Production? Check. He was a junior-college transfer who started on the Alabama teams that won consecutive national championships. He was a second-team All-SEC selection after a senior season in which he made 37 tackles while manning the middle of the nation's best defense.
Size and athleticism? Check and check. Williams was clocked at his pro day workout at 4.90 seconds in the 40-yard dash, an impressive time for a guy listed at 6-feet-3 and 325 pounds.
Oh, and he's strong. Williams can bench-press 600 pounds, which is considered a lot of weight even in a sport full of massive men with jaw-dropping strength.
It was fairly obvious, then, why he fell so far down in the draft.
"It came down to people worrying about my knee," he said.
Williams had arthroscopic surgery on his right knee after the season to clean up what he described as a "nagging injury that kind of progressed as the season went on." The timing of the operation prevented him from doing everything but bench-press at the scouting combine in late-February. He did it all at Alabama's pro day earlier this month, including that head-turning 40.

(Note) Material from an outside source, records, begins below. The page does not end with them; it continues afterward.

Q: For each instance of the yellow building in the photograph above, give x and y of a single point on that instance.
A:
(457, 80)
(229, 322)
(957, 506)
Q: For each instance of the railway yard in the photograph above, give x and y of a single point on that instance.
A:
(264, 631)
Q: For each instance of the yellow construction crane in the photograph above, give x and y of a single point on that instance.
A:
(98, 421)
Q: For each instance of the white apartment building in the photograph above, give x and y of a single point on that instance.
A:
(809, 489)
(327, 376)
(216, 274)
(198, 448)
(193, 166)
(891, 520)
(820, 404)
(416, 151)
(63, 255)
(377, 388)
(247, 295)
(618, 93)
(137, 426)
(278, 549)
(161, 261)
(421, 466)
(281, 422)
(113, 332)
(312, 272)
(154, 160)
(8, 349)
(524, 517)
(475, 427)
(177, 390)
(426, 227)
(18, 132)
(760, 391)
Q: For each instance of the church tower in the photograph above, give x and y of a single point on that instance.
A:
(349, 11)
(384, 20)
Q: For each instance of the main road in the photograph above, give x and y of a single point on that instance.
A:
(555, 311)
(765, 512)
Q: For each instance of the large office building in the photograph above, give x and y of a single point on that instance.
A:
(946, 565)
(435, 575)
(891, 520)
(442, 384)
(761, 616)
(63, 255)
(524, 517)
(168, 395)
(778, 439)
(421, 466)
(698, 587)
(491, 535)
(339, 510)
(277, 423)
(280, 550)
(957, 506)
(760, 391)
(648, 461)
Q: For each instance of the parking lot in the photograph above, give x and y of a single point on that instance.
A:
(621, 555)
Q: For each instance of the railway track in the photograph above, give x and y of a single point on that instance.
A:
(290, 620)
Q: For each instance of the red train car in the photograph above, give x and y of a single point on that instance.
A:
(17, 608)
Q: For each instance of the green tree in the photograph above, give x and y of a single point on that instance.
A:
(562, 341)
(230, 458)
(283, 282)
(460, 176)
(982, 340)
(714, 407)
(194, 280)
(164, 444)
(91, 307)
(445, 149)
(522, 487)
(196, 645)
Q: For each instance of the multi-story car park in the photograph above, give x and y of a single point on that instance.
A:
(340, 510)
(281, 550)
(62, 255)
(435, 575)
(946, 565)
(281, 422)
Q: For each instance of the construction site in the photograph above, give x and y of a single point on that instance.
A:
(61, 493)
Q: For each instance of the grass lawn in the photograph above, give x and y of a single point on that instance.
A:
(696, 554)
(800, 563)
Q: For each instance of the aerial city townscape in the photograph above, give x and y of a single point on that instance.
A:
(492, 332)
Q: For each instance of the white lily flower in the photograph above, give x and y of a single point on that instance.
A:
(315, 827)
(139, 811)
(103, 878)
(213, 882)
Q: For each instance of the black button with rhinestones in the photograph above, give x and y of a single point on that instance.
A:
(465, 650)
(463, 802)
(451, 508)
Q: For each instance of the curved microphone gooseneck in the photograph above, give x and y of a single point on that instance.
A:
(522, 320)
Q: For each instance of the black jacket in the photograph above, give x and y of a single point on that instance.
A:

"I though that would be enough to sort of clear the air about my knee," he said. "Obviously, it didn't."
Carroll said the Seahawks were concerned about the injury but came to the conclusion that Williams "was going to be plenty good enough with the time to recover." So when the Lions were on the clock with pick No. 137, Seattle gave up a fifth- and sixth-round pick to move up 28 spots and take Williams.
"To get him all the way in the fifth round when we had him up a little higher than that, we were really thrilled about nailing him," Carroll said. "So he's going to get a great chance to play a lot."